District officials said on Friday that they are forming a committee to consider a permanent classroom ban of the Merriam Webster's Collegiate Dictionary. District spokeswoman Betti Cadmus said that school officials will review the dictionary to decide if it should be permanently banned because of the "sexually graphic" entry. "It's hard to sit and read the dictionary, but we'll be looking to find other things of a graphic nature," Cadmus said. (Isn't that just what those fourth and fifth graders like to do?!)

Apparently some parents and free-speech advocates believe that district officials are overreacting. No kidding! Let's put this in perspective: every year, public schools across the country receive hundreds of requests from parents, public officials and activists to remove books they consider inappropriate. Between 1990 and 2008, the American Library Association logged more than 9,600 requests to take books away from library shelves, summer reading lists and school classrooms. Most of these challenged books remain on the shelves.

Parents have every right to complain if they disapprove of a particular book assigned to their child. But for the district to pull those dictionaries without consulting parents, teachers, or the school board is not only ludicrous, it is also wrong. Here's the District's Mission Statement: "The Mission of the Menifee Union School District in partnership with students, families, and the changing, diverse Menifee Valley communities is to develop lifelong learners with the skills, knowledge, and desire to be respectful, compassionate, responsible, and contributing citizens by providing a high-quality education in a
nurturing, challenging learning environment in which all children are empowered to reach their full potential."

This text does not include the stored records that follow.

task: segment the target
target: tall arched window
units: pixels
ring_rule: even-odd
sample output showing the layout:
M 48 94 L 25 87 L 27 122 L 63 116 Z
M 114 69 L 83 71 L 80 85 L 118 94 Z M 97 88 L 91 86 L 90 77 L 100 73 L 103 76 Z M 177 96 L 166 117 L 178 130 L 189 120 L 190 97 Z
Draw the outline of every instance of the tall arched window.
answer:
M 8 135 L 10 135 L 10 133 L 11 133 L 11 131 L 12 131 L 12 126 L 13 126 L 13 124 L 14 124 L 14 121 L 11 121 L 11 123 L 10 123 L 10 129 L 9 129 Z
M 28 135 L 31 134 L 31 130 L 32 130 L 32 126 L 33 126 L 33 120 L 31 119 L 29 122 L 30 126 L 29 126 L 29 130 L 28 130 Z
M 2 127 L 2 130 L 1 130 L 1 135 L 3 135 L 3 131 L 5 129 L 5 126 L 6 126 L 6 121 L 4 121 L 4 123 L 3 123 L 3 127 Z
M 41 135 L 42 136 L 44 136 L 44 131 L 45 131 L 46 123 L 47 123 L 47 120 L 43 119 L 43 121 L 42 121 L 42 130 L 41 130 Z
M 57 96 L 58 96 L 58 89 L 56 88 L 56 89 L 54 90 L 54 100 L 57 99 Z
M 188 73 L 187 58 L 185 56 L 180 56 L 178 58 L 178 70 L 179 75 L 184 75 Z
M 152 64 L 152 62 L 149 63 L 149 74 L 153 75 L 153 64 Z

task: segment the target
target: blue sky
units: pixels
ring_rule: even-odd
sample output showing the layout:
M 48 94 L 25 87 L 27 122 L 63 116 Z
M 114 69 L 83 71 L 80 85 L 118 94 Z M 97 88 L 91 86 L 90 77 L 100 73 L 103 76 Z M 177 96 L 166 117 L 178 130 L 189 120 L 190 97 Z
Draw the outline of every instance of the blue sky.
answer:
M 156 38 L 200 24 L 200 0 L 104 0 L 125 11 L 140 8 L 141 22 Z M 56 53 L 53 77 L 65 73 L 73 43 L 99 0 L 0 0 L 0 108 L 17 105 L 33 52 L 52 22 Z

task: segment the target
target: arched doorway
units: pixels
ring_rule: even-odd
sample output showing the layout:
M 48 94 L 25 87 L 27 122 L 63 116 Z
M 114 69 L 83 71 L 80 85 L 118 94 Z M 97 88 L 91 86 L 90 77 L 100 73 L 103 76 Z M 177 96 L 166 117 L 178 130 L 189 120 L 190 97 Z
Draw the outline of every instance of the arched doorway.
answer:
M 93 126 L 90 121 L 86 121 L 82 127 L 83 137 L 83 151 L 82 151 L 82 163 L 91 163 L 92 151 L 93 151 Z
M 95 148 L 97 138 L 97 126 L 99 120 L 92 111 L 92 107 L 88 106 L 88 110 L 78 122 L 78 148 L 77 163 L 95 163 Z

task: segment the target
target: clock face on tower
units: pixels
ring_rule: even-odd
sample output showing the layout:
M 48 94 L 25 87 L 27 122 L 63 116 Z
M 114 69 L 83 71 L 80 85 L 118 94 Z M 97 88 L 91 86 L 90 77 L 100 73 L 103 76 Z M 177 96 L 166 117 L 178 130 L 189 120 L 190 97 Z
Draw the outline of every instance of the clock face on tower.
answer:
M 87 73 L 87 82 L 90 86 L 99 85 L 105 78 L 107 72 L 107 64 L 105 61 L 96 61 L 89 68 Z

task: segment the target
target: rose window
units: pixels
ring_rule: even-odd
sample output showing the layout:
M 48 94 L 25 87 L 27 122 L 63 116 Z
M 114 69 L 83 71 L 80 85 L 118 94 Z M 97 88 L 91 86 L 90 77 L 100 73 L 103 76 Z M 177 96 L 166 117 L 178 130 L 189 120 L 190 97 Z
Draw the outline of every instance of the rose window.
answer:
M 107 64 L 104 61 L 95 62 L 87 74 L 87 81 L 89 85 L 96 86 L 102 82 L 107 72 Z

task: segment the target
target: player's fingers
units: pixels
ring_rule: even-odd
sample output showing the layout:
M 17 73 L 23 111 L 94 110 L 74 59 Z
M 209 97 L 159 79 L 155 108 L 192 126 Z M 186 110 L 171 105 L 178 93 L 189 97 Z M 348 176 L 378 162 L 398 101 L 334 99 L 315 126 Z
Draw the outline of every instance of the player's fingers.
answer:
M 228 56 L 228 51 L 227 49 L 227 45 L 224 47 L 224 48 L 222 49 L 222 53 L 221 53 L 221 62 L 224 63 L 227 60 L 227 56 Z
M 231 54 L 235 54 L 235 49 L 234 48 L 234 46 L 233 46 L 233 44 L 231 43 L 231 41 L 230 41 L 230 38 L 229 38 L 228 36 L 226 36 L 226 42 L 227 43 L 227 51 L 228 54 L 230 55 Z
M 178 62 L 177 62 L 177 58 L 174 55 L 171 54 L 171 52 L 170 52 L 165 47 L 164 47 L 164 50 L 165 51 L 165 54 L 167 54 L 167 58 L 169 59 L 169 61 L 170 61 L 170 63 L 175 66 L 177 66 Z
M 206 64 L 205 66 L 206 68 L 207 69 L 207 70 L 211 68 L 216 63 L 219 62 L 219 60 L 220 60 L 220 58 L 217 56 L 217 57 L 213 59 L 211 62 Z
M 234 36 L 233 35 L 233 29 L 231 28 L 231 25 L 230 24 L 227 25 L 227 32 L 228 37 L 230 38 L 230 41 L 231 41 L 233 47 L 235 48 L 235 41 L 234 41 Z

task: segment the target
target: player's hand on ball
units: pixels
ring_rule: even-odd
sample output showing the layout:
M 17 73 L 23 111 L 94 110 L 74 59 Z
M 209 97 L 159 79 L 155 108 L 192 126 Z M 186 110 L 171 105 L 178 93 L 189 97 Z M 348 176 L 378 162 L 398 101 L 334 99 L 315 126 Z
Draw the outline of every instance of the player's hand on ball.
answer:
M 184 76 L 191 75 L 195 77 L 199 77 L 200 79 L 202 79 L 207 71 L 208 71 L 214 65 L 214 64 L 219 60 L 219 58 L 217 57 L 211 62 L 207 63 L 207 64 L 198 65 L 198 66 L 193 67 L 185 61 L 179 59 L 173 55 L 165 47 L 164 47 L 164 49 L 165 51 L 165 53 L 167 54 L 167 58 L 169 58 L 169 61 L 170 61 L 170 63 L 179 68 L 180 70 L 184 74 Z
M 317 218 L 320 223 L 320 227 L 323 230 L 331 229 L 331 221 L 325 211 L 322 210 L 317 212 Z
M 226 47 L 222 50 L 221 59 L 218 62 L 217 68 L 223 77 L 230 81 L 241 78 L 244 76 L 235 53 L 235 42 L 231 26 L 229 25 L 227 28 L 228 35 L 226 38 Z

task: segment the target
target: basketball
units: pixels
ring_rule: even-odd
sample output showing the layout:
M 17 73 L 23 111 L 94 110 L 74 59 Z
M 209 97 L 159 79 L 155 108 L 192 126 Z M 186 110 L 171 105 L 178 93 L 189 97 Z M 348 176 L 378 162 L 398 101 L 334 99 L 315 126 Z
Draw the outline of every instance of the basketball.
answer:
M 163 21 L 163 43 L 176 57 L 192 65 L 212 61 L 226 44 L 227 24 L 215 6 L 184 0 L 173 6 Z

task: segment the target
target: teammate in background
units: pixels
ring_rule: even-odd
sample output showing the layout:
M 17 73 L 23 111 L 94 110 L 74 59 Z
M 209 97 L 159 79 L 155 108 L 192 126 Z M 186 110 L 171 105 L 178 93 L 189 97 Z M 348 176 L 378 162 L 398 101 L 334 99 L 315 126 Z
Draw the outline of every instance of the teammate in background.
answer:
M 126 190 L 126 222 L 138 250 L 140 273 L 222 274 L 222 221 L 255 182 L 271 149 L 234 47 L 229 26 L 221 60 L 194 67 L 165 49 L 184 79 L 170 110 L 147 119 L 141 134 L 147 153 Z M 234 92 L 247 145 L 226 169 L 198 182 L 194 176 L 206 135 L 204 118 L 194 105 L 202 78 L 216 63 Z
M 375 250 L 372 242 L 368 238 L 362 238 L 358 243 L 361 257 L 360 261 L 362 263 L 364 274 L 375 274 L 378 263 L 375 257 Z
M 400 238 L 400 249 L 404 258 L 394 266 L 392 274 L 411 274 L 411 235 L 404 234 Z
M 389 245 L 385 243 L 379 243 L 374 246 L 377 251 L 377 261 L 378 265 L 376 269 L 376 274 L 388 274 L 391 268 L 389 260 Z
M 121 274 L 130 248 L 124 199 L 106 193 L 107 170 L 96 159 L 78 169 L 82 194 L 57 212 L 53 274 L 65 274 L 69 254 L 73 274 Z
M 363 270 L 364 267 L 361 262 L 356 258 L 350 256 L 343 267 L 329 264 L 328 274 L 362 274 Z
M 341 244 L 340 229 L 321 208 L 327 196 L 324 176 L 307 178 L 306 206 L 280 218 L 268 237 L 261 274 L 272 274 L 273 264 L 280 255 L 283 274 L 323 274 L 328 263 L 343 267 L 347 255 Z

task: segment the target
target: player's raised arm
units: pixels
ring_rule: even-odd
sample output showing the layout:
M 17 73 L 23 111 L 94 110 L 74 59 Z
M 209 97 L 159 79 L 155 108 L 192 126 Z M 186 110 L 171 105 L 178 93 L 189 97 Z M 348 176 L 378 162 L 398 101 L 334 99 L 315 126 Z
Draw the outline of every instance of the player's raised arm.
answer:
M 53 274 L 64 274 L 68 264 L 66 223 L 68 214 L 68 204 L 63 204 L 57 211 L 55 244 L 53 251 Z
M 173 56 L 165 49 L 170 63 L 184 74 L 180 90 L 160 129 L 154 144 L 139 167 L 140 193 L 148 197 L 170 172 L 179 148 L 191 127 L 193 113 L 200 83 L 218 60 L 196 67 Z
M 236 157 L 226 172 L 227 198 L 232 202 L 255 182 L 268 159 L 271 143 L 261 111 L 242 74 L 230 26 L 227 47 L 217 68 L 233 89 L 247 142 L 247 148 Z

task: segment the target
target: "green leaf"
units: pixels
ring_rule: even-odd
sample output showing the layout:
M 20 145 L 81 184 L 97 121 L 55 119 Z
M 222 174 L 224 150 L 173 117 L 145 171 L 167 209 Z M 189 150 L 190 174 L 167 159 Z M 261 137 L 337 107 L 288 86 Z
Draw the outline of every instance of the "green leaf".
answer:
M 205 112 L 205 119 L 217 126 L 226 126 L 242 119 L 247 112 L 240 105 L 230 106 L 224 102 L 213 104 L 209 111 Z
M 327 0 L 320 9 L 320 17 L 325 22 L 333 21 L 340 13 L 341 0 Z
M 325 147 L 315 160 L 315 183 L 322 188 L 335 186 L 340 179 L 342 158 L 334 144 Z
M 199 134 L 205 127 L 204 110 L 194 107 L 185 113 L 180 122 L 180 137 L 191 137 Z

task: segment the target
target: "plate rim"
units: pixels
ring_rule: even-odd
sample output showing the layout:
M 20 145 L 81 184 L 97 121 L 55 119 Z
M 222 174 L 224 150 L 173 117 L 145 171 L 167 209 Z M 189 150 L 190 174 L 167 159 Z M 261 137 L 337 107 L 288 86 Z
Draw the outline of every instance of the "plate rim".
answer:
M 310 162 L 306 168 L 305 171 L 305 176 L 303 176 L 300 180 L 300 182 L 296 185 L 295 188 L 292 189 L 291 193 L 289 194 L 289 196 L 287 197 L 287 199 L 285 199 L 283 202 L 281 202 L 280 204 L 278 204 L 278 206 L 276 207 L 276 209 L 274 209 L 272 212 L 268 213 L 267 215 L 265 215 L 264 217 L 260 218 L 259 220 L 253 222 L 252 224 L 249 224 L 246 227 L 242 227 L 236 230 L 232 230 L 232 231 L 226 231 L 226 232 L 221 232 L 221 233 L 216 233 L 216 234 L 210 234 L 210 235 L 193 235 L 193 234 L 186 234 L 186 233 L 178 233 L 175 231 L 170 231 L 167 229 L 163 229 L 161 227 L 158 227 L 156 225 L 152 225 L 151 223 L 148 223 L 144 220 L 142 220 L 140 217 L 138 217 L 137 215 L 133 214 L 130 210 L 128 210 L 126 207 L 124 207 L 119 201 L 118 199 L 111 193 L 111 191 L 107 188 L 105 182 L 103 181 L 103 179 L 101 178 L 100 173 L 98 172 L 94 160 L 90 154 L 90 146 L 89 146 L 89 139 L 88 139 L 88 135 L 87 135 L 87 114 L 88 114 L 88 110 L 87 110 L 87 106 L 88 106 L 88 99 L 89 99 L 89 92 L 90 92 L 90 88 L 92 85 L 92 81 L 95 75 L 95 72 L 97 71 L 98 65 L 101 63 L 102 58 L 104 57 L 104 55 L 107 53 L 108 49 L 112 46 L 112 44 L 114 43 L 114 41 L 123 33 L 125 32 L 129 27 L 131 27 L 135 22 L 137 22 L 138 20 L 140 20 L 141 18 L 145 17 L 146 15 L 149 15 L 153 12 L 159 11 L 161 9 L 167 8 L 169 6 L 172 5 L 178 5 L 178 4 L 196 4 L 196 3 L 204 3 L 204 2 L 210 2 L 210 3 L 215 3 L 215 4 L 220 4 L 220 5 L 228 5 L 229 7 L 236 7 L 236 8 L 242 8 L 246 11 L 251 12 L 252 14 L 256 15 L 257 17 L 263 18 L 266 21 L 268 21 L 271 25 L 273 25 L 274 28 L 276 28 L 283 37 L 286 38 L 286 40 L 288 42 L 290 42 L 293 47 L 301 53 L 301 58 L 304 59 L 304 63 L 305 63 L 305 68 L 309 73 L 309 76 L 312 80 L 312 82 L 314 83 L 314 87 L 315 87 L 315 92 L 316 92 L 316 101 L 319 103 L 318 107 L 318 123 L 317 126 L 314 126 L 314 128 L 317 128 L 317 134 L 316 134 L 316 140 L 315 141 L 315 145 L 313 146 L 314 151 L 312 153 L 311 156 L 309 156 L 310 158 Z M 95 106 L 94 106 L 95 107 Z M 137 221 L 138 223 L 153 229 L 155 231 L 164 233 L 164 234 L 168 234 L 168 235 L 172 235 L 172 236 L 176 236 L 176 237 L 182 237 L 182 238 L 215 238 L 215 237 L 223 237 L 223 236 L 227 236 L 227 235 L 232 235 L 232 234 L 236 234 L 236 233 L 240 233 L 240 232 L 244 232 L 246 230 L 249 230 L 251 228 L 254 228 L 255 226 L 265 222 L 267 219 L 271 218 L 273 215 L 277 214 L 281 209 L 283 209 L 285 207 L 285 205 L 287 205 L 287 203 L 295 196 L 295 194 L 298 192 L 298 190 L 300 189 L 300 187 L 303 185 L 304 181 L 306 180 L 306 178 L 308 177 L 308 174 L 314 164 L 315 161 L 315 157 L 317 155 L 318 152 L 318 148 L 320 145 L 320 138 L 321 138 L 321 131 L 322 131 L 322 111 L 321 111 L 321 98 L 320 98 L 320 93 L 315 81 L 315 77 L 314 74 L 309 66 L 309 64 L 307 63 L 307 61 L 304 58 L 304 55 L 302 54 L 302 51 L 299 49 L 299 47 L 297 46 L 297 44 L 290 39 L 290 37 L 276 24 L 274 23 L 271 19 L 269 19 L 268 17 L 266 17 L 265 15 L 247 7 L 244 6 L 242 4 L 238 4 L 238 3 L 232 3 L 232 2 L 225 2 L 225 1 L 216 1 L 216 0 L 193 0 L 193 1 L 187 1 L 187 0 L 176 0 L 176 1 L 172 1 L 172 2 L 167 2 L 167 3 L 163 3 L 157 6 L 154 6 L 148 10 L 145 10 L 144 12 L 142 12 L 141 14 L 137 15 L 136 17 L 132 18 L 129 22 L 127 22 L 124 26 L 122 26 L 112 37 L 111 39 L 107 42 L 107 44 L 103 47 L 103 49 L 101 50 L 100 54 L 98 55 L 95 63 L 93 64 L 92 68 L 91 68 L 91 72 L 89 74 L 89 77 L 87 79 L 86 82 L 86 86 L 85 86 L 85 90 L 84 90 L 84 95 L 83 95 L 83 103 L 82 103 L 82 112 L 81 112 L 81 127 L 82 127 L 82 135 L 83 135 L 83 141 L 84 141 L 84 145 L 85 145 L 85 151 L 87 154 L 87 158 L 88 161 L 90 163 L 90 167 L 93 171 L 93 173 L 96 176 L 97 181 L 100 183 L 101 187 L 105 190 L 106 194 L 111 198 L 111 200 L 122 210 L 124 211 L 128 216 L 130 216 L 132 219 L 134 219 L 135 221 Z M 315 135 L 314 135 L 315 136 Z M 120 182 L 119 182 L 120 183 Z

What kind of partnership exists if one mother has the power to empty bookshelves of dictionaries? It seems that the district has acted in a way that entirely goes against what it claims that it sets out to do. And how on earth can this be a "challenging learning environment" where students can "reach their full potential" if they are denied access to the most basic reference material?

As Peter Scheer, executive director of the California First Amendment Coalition says "common sense seems to be lacking in this school."